The plan failed on several fronts, according to the Tax Court. Although the couple assumed that the rollover restrictions apply on a per account basis, instead they apply per taxpayer. The tax code is not ambiguous on the question. So only Husband’s first rollover was tax free; the second was not. Wife is entitled to her own rollover, but here the mistake was more prosaic. One might assume that September 30 is within 60 days of July 31, but it is not. In fact, that is the 61st day, so Wife’s partial redeposit did not reduce the taxes on her withdrawal either. These were premature distributions, subject to the 10% penalty tax. Failure to report the distributions as taxable led to a significant understatement of tax liability, triggering another 20% penalty. All in all, perhaps the “short-term loan” from the IRAs wasn’t such a good idea.
The taxpayers in this case did not assert that they had relied upon Publication 590 or upon the Proposed IRS Regulations that are consistent with it. Their case would have been stronger had they made that point, but it might have made little difference. The language of IRS Publications for the public is not binding upon the tax agency in litigation. The words of the statute control, and the Tax Court found those words to be unambiguous. Still, it seems rather harsh for the couple to pay such large penalties when they interpreted the Tax Code the same way that the IRS professionals did.

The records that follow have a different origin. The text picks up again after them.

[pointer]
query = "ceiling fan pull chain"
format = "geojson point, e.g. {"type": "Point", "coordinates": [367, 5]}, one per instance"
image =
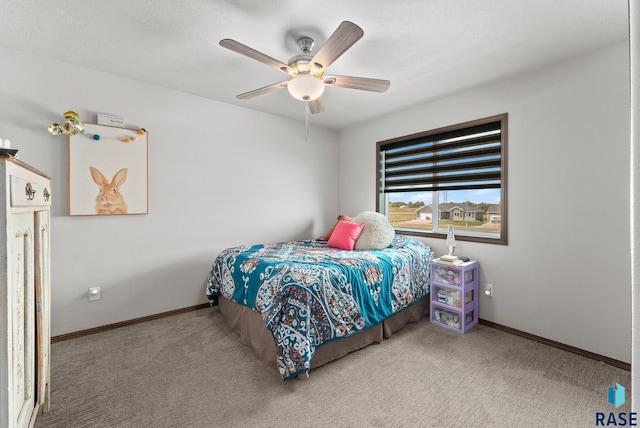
{"type": "Point", "coordinates": [306, 122]}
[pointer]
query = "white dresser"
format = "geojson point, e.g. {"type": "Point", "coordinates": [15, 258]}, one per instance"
{"type": "Point", "coordinates": [25, 282]}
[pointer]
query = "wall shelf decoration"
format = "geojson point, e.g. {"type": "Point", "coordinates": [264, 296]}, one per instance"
{"type": "Point", "coordinates": [108, 176]}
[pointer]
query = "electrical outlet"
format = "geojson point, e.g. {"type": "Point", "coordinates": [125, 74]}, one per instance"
{"type": "Point", "coordinates": [488, 290]}
{"type": "Point", "coordinates": [94, 294]}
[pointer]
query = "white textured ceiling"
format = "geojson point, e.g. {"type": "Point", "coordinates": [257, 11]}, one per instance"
{"type": "Point", "coordinates": [426, 48]}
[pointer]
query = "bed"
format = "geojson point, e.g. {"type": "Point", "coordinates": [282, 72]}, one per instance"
{"type": "Point", "coordinates": [318, 303]}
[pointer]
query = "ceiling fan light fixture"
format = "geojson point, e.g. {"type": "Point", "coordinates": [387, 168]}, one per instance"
{"type": "Point", "coordinates": [305, 87]}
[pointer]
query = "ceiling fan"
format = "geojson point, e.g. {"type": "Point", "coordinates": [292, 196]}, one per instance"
{"type": "Point", "coordinates": [307, 71]}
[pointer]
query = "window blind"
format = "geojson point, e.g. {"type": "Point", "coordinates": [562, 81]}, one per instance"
{"type": "Point", "coordinates": [454, 159]}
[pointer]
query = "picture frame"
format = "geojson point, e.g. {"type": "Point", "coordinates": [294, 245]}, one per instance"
{"type": "Point", "coordinates": [108, 171]}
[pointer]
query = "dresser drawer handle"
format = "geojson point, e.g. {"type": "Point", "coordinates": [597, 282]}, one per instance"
{"type": "Point", "coordinates": [31, 193]}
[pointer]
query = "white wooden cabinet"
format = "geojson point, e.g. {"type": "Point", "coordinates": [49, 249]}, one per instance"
{"type": "Point", "coordinates": [25, 336]}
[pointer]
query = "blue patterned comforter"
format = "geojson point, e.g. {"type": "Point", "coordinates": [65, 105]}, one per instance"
{"type": "Point", "coordinates": [310, 294]}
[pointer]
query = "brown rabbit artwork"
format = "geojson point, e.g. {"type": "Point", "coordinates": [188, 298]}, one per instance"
{"type": "Point", "coordinates": [109, 199]}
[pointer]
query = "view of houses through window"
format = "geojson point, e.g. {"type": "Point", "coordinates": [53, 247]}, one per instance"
{"type": "Point", "coordinates": [454, 175]}
{"type": "Point", "coordinates": [468, 211]}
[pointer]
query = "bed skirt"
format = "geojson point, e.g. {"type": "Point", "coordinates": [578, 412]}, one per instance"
{"type": "Point", "coordinates": [250, 326]}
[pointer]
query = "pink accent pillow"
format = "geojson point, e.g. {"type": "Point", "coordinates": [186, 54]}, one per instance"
{"type": "Point", "coordinates": [345, 235]}
{"type": "Point", "coordinates": [327, 235]}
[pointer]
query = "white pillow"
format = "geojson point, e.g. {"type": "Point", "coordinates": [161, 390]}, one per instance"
{"type": "Point", "coordinates": [377, 233]}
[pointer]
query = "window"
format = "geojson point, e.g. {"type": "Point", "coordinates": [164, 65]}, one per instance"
{"type": "Point", "coordinates": [455, 175]}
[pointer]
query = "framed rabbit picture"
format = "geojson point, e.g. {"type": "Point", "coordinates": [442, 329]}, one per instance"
{"type": "Point", "coordinates": [108, 171]}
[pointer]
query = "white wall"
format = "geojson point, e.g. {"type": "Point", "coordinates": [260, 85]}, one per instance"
{"type": "Point", "coordinates": [219, 176]}
{"type": "Point", "coordinates": [634, 37]}
{"type": "Point", "coordinates": [565, 274]}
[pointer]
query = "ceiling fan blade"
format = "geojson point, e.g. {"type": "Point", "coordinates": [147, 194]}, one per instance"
{"type": "Point", "coordinates": [254, 54]}
{"type": "Point", "coordinates": [362, 83]}
{"type": "Point", "coordinates": [342, 39]}
{"type": "Point", "coordinates": [263, 90]}
{"type": "Point", "coordinates": [316, 106]}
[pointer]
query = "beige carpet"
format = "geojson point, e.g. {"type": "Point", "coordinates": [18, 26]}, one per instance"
{"type": "Point", "coordinates": [190, 370]}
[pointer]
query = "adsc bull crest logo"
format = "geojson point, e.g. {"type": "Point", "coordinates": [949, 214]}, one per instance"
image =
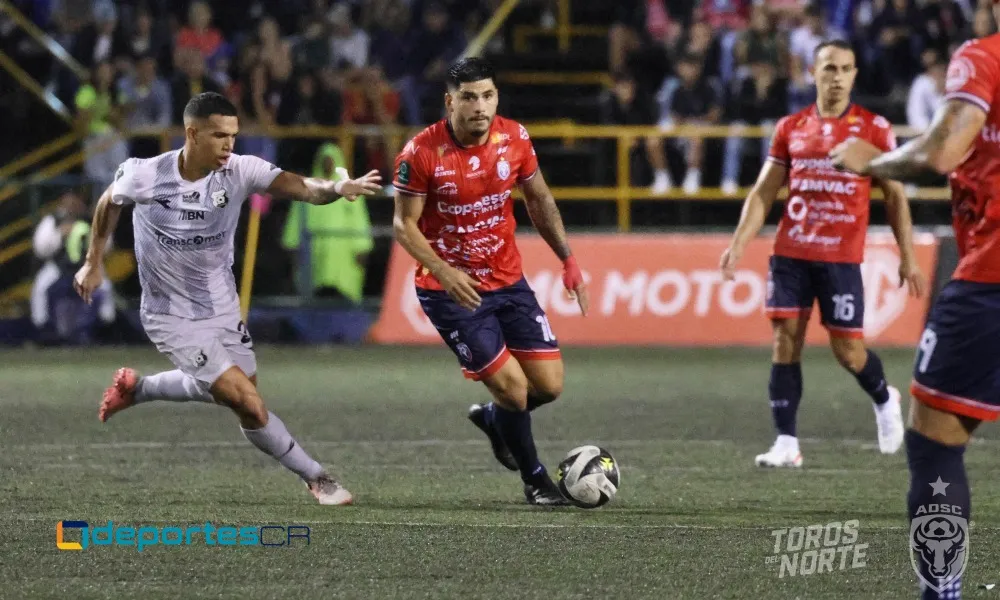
{"type": "Point", "coordinates": [939, 543]}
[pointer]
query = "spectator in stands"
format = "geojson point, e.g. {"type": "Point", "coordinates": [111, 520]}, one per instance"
{"type": "Point", "coordinates": [727, 19]}
{"type": "Point", "coordinates": [60, 241]}
{"type": "Point", "coordinates": [189, 80]}
{"type": "Point", "coordinates": [100, 116]}
{"type": "Point", "coordinates": [688, 99]}
{"type": "Point", "coordinates": [101, 40]}
{"type": "Point", "coordinates": [432, 49]}
{"type": "Point", "coordinates": [348, 44]}
{"type": "Point", "coordinates": [305, 103]}
{"type": "Point", "coordinates": [896, 28]}
{"type": "Point", "coordinates": [802, 50]}
{"type": "Point", "coordinates": [761, 99]}
{"type": "Point", "coordinates": [944, 25]}
{"type": "Point", "coordinates": [340, 237]}
{"type": "Point", "coordinates": [199, 33]}
{"type": "Point", "coordinates": [146, 101]}
{"type": "Point", "coordinates": [311, 51]}
{"type": "Point", "coordinates": [623, 104]}
{"type": "Point", "coordinates": [926, 93]}
{"type": "Point", "coordinates": [372, 101]}
{"type": "Point", "coordinates": [146, 39]}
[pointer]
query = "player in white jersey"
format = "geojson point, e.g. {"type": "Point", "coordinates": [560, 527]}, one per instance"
{"type": "Point", "coordinates": [187, 206]}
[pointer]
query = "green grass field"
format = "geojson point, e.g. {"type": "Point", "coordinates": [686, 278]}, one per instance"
{"type": "Point", "coordinates": [435, 516]}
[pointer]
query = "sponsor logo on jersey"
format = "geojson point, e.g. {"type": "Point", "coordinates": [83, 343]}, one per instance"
{"type": "Point", "coordinates": [824, 185]}
{"type": "Point", "coordinates": [483, 205]}
{"type": "Point", "coordinates": [448, 189]}
{"type": "Point", "coordinates": [196, 240]}
{"type": "Point", "coordinates": [960, 71]}
{"type": "Point", "coordinates": [220, 198]}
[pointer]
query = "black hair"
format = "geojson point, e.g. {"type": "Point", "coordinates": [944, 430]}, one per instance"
{"type": "Point", "coordinates": [468, 70]}
{"type": "Point", "coordinates": [841, 44]}
{"type": "Point", "coordinates": [206, 104]}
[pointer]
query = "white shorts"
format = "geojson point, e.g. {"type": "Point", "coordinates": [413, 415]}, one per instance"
{"type": "Point", "coordinates": [203, 348]}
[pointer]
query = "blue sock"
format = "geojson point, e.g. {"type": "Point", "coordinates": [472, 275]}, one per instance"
{"type": "Point", "coordinates": [785, 390]}
{"type": "Point", "coordinates": [515, 429]}
{"type": "Point", "coordinates": [931, 462]}
{"type": "Point", "coordinates": [871, 378]}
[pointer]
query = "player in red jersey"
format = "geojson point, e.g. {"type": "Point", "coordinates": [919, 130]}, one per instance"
{"type": "Point", "coordinates": [956, 374]}
{"type": "Point", "coordinates": [454, 214]}
{"type": "Point", "coordinates": [819, 248]}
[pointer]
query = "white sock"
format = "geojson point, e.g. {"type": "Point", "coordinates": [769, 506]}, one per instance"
{"type": "Point", "coordinates": [174, 386]}
{"type": "Point", "coordinates": [273, 439]}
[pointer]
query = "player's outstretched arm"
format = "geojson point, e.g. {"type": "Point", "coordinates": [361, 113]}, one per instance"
{"type": "Point", "coordinates": [91, 274]}
{"type": "Point", "coordinates": [755, 209]}
{"type": "Point", "coordinates": [898, 212]}
{"type": "Point", "coordinates": [940, 149]}
{"type": "Point", "coordinates": [323, 191]}
{"type": "Point", "coordinates": [545, 215]}
{"type": "Point", "coordinates": [460, 286]}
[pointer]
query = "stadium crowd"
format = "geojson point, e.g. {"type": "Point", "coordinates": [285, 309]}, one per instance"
{"type": "Point", "coordinates": [747, 62]}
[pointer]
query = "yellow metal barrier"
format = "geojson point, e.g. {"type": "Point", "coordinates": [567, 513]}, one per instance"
{"type": "Point", "coordinates": [490, 28]}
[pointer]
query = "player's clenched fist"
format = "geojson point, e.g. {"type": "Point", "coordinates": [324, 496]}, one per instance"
{"type": "Point", "coordinates": [727, 264]}
{"type": "Point", "coordinates": [86, 280]}
{"type": "Point", "coordinates": [460, 286]}
{"type": "Point", "coordinates": [575, 285]}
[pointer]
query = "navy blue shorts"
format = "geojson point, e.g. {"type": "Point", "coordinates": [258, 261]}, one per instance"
{"type": "Point", "coordinates": [509, 322]}
{"type": "Point", "coordinates": [793, 285]}
{"type": "Point", "coordinates": [957, 368]}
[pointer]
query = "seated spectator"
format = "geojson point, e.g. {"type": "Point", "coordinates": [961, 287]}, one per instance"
{"type": "Point", "coordinates": [760, 99]}
{"type": "Point", "coordinates": [624, 105]}
{"type": "Point", "coordinates": [199, 33]}
{"type": "Point", "coordinates": [146, 102]}
{"type": "Point", "coordinates": [926, 93]}
{"type": "Point", "coordinates": [189, 80]}
{"type": "Point", "coordinates": [688, 99]}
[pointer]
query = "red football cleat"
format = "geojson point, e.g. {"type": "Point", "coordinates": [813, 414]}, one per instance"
{"type": "Point", "coordinates": [120, 395]}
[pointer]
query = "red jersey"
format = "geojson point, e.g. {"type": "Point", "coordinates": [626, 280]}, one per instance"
{"type": "Point", "coordinates": [468, 215]}
{"type": "Point", "coordinates": [826, 214]}
{"type": "Point", "coordinates": [973, 76]}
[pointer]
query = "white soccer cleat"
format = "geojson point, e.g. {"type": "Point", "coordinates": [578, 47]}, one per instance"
{"type": "Point", "coordinates": [889, 419]}
{"type": "Point", "coordinates": [329, 492]}
{"type": "Point", "coordinates": [784, 453]}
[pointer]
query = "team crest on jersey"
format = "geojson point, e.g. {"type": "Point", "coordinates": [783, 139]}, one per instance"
{"type": "Point", "coordinates": [220, 198]}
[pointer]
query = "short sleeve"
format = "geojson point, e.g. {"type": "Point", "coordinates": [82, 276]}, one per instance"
{"type": "Point", "coordinates": [973, 75]}
{"type": "Point", "coordinates": [123, 189]}
{"type": "Point", "coordinates": [411, 173]}
{"type": "Point", "coordinates": [779, 144]}
{"type": "Point", "coordinates": [529, 162]}
{"type": "Point", "coordinates": [256, 173]}
{"type": "Point", "coordinates": [882, 135]}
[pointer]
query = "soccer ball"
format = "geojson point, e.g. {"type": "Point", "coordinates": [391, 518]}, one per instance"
{"type": "Point", "coordinates": [588, 476]}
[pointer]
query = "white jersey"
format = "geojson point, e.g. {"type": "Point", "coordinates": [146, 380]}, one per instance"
{"type": "Point", "coordinates": [184, 230]}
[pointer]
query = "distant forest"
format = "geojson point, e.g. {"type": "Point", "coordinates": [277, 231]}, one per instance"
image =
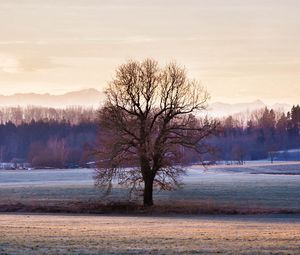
{"type": "Point", "coordinates": [48, 137]}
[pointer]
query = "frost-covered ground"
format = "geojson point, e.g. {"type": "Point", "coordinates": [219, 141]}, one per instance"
{"type": "Point", "coordinates": [61, 234]}
{"type": "Point", "coordinates": [252, 185]}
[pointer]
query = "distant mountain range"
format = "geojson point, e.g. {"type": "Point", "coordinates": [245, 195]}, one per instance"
{"type": "Point", "coordinates": [94, 98]}
{"type": "Point", "coordinates": [87, 97]}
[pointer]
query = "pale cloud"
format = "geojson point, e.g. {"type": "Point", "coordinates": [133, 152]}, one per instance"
{"type": "Point", "coordinates": [240, 50]}
{"type": "Point", "coordinates": [9, 64]}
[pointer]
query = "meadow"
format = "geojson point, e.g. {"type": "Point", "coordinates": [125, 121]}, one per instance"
{"type": "Point", "coordinates": [61, 234]}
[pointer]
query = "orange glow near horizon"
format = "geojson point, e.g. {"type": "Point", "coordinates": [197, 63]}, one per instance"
{"type": "Point", "coordinates": [240, 50]}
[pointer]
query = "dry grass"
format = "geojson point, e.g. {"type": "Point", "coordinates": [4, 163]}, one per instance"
{"type": "Point", "coordinates": [45, 234]}
{"type": "Point", "coordinates": [134, 208]}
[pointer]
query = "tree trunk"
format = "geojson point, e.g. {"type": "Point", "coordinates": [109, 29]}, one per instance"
{"type": "Point", "coordinates": [148, 191]}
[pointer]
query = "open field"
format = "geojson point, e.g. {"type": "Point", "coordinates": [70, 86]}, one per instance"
{"type": "Point", "coordinates": [47, 234]}
{"type": "Point", "coordinates": [257, 185]}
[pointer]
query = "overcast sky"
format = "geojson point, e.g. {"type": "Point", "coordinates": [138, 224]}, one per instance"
{"type": "Point", "coordinates": [240, 50]}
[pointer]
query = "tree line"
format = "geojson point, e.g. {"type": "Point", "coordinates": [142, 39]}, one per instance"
{"type": "Point", "coordinates": [54, 138]}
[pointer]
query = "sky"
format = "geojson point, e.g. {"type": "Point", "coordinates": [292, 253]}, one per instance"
{"type": "Point", "coordinates": [240, 50]}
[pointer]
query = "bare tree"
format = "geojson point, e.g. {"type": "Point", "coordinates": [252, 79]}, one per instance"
{"type": "Point", "coordinates": [147, 121]}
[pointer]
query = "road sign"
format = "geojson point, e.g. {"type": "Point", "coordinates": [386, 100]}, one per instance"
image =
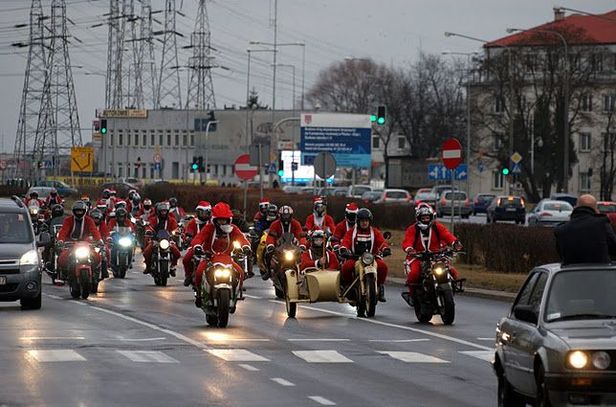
{"type": "Point", "coordinates": [324, 165]}
{"type": "Point", "coordinates": [242, 168]}
{"type": "Point", "coordinates": [451, 153]}
{"type": "Point", "coordinates": [516, 157]}
{"type": "Point", "coordinates": [82, 159]}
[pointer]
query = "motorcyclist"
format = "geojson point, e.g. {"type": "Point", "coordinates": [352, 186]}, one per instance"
{"type": "Point", "coordinates": [318, 219]}
{"type": "Point", "coordinates": [217, 238]}
{"type": "Point", "coordinates": [350, 217]}
{"type": "Point", "coordinates": [426, 234]}
{"type": "Point", "coordinates": [315, 256]}
{"type": "Point", "coordinates": [364, 238]}
{"type": "Point", "coordinates": [161, 221]}
{"type": "Point", "coordinates": [177, 211]}
{"type": "Point", "coordinates": [78, 227]}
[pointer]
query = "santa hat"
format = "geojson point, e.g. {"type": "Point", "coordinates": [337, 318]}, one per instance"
{"type": "Point", "coordinates": [351, 207]}
{"type": "Point", "coordinates": [204, 205]}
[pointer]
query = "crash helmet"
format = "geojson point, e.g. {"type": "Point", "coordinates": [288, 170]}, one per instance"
{"type": "Point", "coordinates": [204, 211]}
{"type": "Point", "coordinates": [57, 210]}
{"type": "Point", "coordinates": [79, 209]}
{"type": "Point", "coordinates": [350, 213]}
{"type": "Point", "coordinates": [222, 217]}
{"type": "Point", "coordinates": [272, 213]}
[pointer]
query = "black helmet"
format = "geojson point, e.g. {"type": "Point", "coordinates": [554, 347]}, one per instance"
{"type": "Point", "coordinates": [79, 209]}
{"type": "Point", "coordinates": [57, 210]}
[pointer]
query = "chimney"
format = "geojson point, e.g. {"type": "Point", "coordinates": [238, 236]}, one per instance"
{"type": "Point", "coordinates": [559, 13]}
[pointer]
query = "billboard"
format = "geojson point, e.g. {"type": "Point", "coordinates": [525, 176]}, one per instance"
{"type": "Point", "coordinates": [346, 136]}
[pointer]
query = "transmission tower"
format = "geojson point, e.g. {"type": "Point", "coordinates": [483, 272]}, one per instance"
{"type": "Point", "coordinates": [200, 93]}
{"type": "Point", "coordinates": [34, 84]}
{"type": "Point", "coordinates": [58, 125]}
{"type": "Point", "coordinates": [169, 91]}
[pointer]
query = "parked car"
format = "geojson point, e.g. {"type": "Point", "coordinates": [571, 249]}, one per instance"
{"type": "Point", "coordinates": [63, 188]}
{"type": "Point", "coordinates": [395, 196]}
{"type": "Point", "coordinates": [481, 203]}
{"type": "Point", "coordinates": [456, 199]}
{"type": "Point", "coordinates": [506, 208]}
{"type": "Point", "coordinates": [549, 212]}
{"type": "Point", "coordinates": [20, 261]}
{"type": "Point", "coordinates": [556, 346]}
{"type": "Point", "coordinates": [356, 191]}
{"type": "Point", "coordinates": [570, 199]}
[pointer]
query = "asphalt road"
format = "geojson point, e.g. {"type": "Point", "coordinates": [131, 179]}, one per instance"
{"type": "Point", "coordinates": [137, 344]}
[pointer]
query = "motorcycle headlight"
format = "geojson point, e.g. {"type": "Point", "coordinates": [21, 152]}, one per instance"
{"type": "Point", "coordinates": [82, 252]}
{"type": "Point", "coordinates": [125, 241]}
{"type": "Point", "coordinates": [367, 258]}
{"type": "Point", "coordinates": [577, 359]}
{"type": "Point", "coordinates": [30, 258]}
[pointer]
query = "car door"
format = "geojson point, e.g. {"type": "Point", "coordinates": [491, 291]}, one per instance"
{"type": "Point", "coordinates": [513, 358]}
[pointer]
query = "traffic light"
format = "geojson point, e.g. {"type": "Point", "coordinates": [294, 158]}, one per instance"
{"type": "Point", "coordinates": [380, 115]}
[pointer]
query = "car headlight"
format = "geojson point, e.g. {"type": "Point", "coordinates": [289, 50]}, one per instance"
{"type": "Point", "coordinates": [125, 241]}
{"type": "Point", "coordinates": [164, 244]}
{"type": "Point", "coordinates": [30, 258]}
{"type": "Point", "coordinates": [82, 252]}
{"type": "Point", "coordinates": [577, 359]}
{"type": "Point", "coordinates": [601, 360]}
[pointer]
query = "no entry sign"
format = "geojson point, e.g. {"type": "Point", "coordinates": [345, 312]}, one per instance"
{"type": "Point", "coordinates": [451, 153]}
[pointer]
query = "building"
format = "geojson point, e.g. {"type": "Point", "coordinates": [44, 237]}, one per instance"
{"type": "Point", "coordinates": [518, 95]}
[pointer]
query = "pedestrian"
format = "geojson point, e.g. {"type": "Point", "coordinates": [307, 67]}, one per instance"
{"type": "Point", "coordinates": [587, 237]}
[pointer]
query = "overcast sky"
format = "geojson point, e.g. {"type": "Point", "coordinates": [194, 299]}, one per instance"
{"type": "Point", "coordinates": [389, 31]}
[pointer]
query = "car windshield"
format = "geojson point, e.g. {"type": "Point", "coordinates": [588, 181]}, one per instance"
{"type": "Point", "coordinates": [15, 228]}
{"type": "Point", "coordinates": [574, 295]}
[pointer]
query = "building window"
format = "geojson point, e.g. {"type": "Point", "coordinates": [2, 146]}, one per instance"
{"type": "Point", "coordinates": [608, 102]}
{"type": "Point", "coordinates": [498, 180]}
{"type": "Point", "coordinates": [585, 181]}
{"type": "Point", "coordinates": [585, 142]}
{"type": "Point", "coordinates": [586, 103]}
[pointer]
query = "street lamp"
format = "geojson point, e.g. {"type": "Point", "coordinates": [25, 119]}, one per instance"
{"type": "Point", "coordinates": [565, 102]}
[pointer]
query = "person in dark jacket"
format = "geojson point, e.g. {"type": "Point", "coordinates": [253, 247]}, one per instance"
{"type": "Point", "coordinates": [588, 237]}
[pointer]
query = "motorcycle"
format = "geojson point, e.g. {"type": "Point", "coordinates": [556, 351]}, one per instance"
{"type": "Point", "coordinates": [434, 293]}
{"type": "Point", "coordinates": [122, 244]}
{"type": "Point", "coordinates": [82, 278]}
{"type": "Point", "coordinates": [221, 286]}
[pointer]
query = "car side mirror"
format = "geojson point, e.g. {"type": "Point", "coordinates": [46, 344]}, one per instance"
{"type": "Point", "coordinates": [526, 313]}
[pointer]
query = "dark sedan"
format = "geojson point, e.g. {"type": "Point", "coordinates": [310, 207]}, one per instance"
{"type": "Point", "coordinates": [556, 346]}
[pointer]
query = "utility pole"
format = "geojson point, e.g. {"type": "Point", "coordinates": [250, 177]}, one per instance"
{"type": "Point", "coordinates": [200, 94]}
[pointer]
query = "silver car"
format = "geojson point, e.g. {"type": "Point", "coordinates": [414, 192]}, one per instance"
{"type": "Point", "coordinates": [557, 346]}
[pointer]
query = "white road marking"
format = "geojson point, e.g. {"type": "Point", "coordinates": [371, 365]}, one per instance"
{"type": "Point", "coordinates": [486, 355]}
{"type": "Point", "coordinates": [282, 381]}
{"type": "Point", "coordinates": [321, 400]}
{"type": "Point", "coordinates": [57, 355]}
{"type": "Point", "coordinates": [145, 356]}
{"type": "Point", "coordinates": [237, 355]}
{"type": "Point", "coordinates": [321, 356]}
{"type": "Point", "coordinates": [250, 368]}
{"type": "Point", "coordinates": [413, 357]}
{"type": "Point", "coordinates": [406, 328]}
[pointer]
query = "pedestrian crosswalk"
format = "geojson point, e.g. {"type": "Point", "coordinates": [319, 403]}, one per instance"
{"type": "Point", "coordinates": [242, 356]}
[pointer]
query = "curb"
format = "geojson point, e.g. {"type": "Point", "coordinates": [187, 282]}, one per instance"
{"type": "Point", "coordinates": [468, 291]}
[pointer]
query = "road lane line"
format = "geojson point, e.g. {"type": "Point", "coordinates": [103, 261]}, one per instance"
{"type": "Point", "coordinates": [282, 381]}
{"type": "Point", "coordinates": [391, 325]}
{"type": "Point", "coordinates": [56, 355]}
{"type": "Point", "coordinates": [250, 368]}
{"type": "Point", "coordinates": [146, 356]}
{"type": "Point", "coordinates": [321, 400]}
{"type": "Point", "coordinates": [237, 355]}
{"type": "Point", "coordinates": [321, 356]}
{"type": "Point", "coordinates": [413, 357]}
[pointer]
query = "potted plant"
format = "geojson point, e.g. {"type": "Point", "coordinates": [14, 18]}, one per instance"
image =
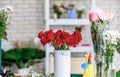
{"type": "Point", "coordinates": [58, 9]}
{"type": "Point", "coordinates": [5, 14]}
{"type": "Point", "coordinates": [23, 58]}
{"type": "Point", "coordinates": [61, 41]}
{"type": "Point", "coordinates": [118, 44]}
{"type": "Point", "coordinates": [80, 13]}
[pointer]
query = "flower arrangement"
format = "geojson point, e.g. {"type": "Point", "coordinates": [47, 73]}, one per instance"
{"type": "Point", "coordinates": [60, 39]}
{"type": "Point", "coordinates": [71, 11]}
{"type": "Point", "coordinates": [58, 9]}
{"type": "Point", "coordinates": [5, 14]}
{"type": "Point", "coordinates": [99, 24]}
{"type": "Point", "coordinates": [118, 44]}
{"type": "Point", "coordinates": [110, 38]}
{"type": "Point", "coordinates": [80, 28]}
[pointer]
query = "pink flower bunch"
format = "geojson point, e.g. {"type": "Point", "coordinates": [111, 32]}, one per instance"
{"type": "Point", "coordinates": [104, 16]}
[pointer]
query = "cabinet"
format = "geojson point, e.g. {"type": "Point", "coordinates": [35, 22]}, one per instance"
{"type": "Point", "coordinates": [49, 22]}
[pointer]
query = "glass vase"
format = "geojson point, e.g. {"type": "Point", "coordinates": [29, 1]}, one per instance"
{"type": "Point", "coordinates": [97, 30]}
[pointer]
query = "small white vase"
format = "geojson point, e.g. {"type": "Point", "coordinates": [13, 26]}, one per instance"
{"type": "Point", "coordinates": [62, 63]}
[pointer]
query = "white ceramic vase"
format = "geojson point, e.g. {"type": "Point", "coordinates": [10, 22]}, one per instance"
{"type": "Point", "coordinates": [62, 63]}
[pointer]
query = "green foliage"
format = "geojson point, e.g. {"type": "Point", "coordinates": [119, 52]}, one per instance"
{"type": "Point", "coordinates": [118, 74]}
{"type": "Point", "coordinates": [118, 45]}
{"type": "Point", "coordinates": [4, 15]}
{"type": "Point", "coordinates": [22, 56]}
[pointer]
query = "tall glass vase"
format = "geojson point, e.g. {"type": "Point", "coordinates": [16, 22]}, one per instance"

The IRS acknowledged in a recent announcement the error in Publication 590 and in the Regulations. Changes will be made, consistent with the Court’s ruling. However, the changes won’t take effect until 2015. The comments that the IRS received indicated that IRA trustees will have to change their procedures and processing, and these changes will take time to implement.
Taxpayers do have a better alternative for consolidating several IRAs into one. A trustee-to-trustee transfer is not considered a “rollover,” even though it accomplishes the same thing. The 60-day rule and the once-a-year rule only are triggered if the IRA owner receives a check as part of the process.